12. A system for enabling the method of claim 4, the system including the central processor and the processor accessible by the potential caregiver linked through a wireless connection, the central processor including a memory storage element programmed to execute software performing steps c). d), e) and f).

13. A system for enabling the method of claim 5, the system including the central processor and the processor accessible by the potential caregiver linked through a wireless connection, the central processor including a memory storage element programmed to execute software performing steps c). d), e) and f).

14. A system for enabling the method of claim 5, the system including the central processor and the processor accessible by the potential caregiver linked through a wireless connection, the central processor including a memory storage element programmed to execute software performing steps c). d), e) and f).

15. A system for enabling the method of claim 6, the system including the central processor and the processor accessible by the potential caregiver linked through a wireless connection, the central processor including a memory storage element programmed to execute software performing steps c). d), e) and f).

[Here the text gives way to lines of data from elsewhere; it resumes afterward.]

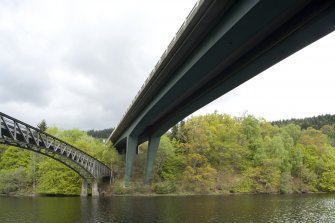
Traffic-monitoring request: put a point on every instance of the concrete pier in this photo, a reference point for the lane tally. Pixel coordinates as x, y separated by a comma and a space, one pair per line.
95, 191
84, 186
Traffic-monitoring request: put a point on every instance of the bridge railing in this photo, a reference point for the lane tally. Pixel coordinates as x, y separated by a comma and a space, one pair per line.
164, 55
17, 132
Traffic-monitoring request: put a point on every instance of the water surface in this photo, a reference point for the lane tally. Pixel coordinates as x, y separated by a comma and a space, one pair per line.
236, 208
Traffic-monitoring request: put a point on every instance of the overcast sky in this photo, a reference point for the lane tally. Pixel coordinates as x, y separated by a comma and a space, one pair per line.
79, 63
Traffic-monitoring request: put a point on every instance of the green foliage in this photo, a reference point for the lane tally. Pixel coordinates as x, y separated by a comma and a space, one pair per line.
203, 154
165, 187
315, 122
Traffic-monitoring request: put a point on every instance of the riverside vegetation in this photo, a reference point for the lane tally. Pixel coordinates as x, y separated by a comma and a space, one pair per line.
212, 153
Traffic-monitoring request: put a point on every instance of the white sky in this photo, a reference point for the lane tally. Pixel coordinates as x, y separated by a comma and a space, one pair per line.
302, 85
79, 63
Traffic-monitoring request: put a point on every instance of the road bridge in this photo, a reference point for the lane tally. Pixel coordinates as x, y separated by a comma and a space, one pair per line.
19, 134
221, 45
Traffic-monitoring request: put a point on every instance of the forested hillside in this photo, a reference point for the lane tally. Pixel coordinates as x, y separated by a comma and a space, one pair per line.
100, 134
206, 154
315, 122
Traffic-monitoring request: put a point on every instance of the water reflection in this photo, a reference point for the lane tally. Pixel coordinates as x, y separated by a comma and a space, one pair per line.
237, 208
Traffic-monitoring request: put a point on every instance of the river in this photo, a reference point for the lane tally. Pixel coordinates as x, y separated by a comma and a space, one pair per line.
234, 208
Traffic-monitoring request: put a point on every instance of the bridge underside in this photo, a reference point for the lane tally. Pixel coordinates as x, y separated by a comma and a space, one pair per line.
243, 38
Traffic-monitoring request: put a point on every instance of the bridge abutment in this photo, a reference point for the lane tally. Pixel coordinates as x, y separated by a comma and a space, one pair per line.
151, 155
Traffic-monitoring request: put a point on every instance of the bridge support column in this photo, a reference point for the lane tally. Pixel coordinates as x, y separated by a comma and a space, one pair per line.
130, 155
95, 191
151, 155
84, 187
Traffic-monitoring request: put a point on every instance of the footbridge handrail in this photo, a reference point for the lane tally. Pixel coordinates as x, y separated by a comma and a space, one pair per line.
17, 133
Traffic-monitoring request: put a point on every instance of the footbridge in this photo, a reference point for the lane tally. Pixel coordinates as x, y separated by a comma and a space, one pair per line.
222, 44
19, 134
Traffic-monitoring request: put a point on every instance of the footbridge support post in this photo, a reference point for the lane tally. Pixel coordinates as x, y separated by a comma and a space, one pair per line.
84, 186
130, 155
151, 155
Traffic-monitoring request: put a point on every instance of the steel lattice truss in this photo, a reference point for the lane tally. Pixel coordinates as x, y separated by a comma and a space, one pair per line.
16, 133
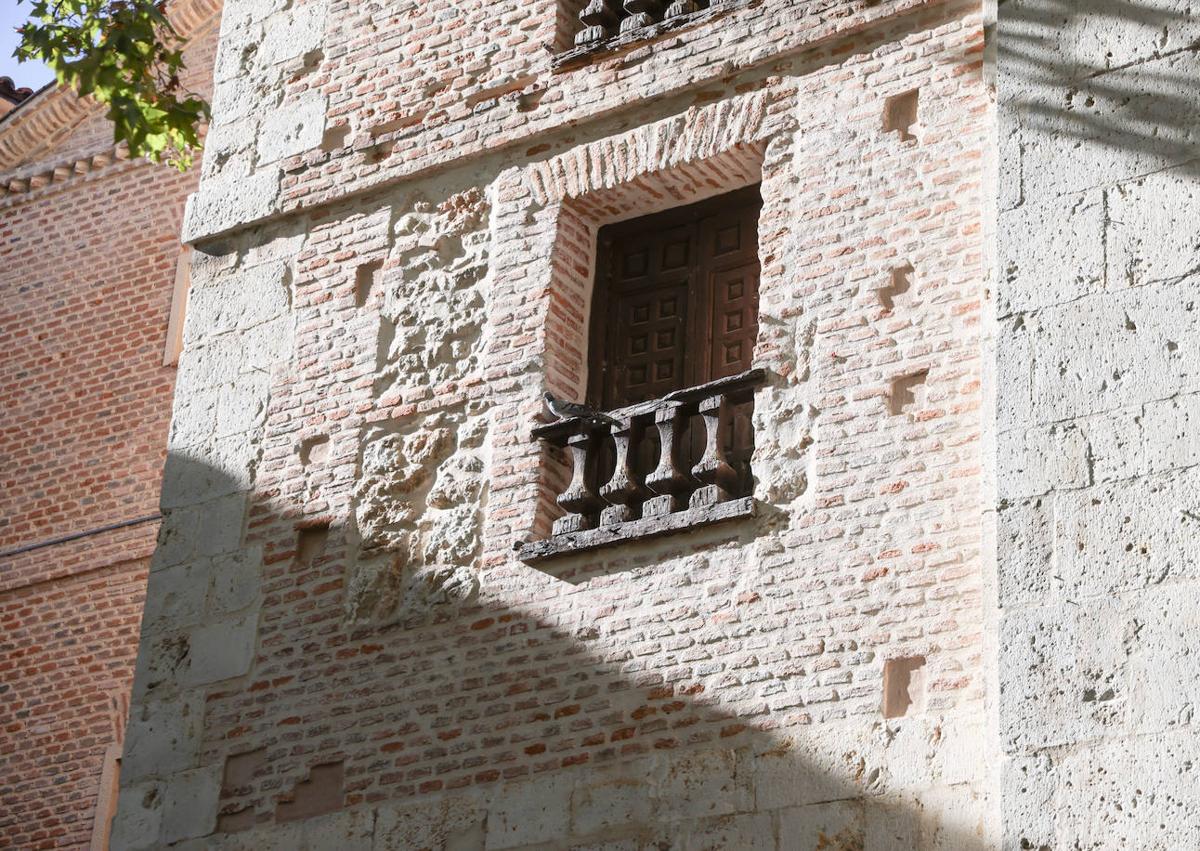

16. A system for enabling the method of claim 7, the system including the central processor and the processor accessible by the potential caregiver linked through a wireless connection, the central processor including a memory storage element programmed to execute software performing steps c). d), e) and f).

17. A system for enabling the method of claim 8, the system including the central processor and the processor accessible by the potential caregiver linked through a wireless connection, the central processor including a memory storage element programmed to execute software performing steps c). d), e) and f).